In natural gas markets, warmer-than-average winters usually translate into oversupply conditions as heating demand draws less gas out of storage than what would normally be expected. When compounded by rapidly rising domestic production and soft gas exports, the result is even greater oversupply. That is exactly how the Canadian gas market finished the most recent heating season, facing a substantial oversupply of gas that, if it persisted, could result in domestic gas storage reaching capacity well before the start of the next heating season. However, when it comes to natural gas markets, or any other market for that matter, expect the unexpected. Gradually improving demand and export conditions, combined with a significant decline in domestic gas production event in Western Canada, has rapidly shifted the market from substantial to slight oversupply in a matter of months. This has reduced downward pressure on prices and created conditions that might lead to a more manageable storage level before the next heating season gets underway. In today’s RBN blog, we consider what has been generating the rapid shift in Canadian gas market balances this summer.

This year, the Canadian gas market has been suffering much of the same warm-winter hangover issues affecting the U.S. natural gas market. The most recent heating season was something of a bust in terms of being less frigid than average in key space-heating regions, leaving gas storage levels above average by the end of March 2023. In the case of Canada, this was set against the backdrop of rising domestic production in Western Canada and gas exports to the U.S. that had been running below average thanks to the warm winter. When you’ve got too little demand, rising supplies and reduced exports, the end result, naturally, is an oversupplied market when compared to historical averages.

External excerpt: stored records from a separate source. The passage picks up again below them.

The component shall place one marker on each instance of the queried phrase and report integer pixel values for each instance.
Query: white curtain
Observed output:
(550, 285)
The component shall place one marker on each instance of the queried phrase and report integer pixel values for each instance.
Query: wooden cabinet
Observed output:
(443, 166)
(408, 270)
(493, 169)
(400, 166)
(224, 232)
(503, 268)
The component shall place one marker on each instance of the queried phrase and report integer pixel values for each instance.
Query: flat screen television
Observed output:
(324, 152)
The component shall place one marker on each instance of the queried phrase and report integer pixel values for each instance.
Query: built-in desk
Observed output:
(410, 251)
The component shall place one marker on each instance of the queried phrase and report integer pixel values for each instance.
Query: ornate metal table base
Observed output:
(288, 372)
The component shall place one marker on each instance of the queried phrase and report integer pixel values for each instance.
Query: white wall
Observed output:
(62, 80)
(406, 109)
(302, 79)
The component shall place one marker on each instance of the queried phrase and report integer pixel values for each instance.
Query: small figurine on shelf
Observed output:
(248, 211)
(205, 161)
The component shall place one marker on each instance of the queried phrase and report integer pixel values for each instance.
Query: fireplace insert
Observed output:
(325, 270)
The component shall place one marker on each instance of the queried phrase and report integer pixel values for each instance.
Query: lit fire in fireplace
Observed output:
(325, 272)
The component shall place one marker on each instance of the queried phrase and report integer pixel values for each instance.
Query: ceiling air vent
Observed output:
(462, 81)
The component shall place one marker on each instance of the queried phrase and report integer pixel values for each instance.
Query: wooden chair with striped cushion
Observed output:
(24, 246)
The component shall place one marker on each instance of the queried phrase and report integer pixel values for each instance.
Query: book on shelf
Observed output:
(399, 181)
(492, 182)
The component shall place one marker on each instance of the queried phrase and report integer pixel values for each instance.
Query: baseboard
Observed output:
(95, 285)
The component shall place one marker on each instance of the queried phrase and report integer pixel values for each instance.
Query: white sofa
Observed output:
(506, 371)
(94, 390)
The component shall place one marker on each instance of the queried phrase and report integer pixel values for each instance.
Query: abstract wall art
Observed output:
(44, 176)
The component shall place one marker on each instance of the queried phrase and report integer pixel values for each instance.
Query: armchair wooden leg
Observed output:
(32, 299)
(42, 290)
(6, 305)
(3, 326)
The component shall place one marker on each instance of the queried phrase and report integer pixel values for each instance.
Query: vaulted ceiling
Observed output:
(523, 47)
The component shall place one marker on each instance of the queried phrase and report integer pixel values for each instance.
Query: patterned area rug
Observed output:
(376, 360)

Of course, this is not the first time — and won’t be the last — that the Canadian gas market has had to deal with an oversupply (or undersupply) situation heading into a non-heating season (April to October). We discussed gas market oversupply issues in our two-part series Got Me Under Pressure, where another warm winter (2019-20) had left the 2020 Canadian gas market too long on gas. As we suggested in that blog, the market took most of the oversupply that year and used it to send Canadian gas storage to record levels by the end of October. In East Bound and Down, we looked at the opposite situation of an undersupplied market thanks to the cold winter of 2021-22, considering the potential for storage levels that could be lower than average in both Eastern and Western Canada by the end of October 2022. As it turns out, storage levels in the east did not fall quite as low as we thought could happen, but the west did start the 2022-23 heating season at lower-than-average levels, as we had suggested.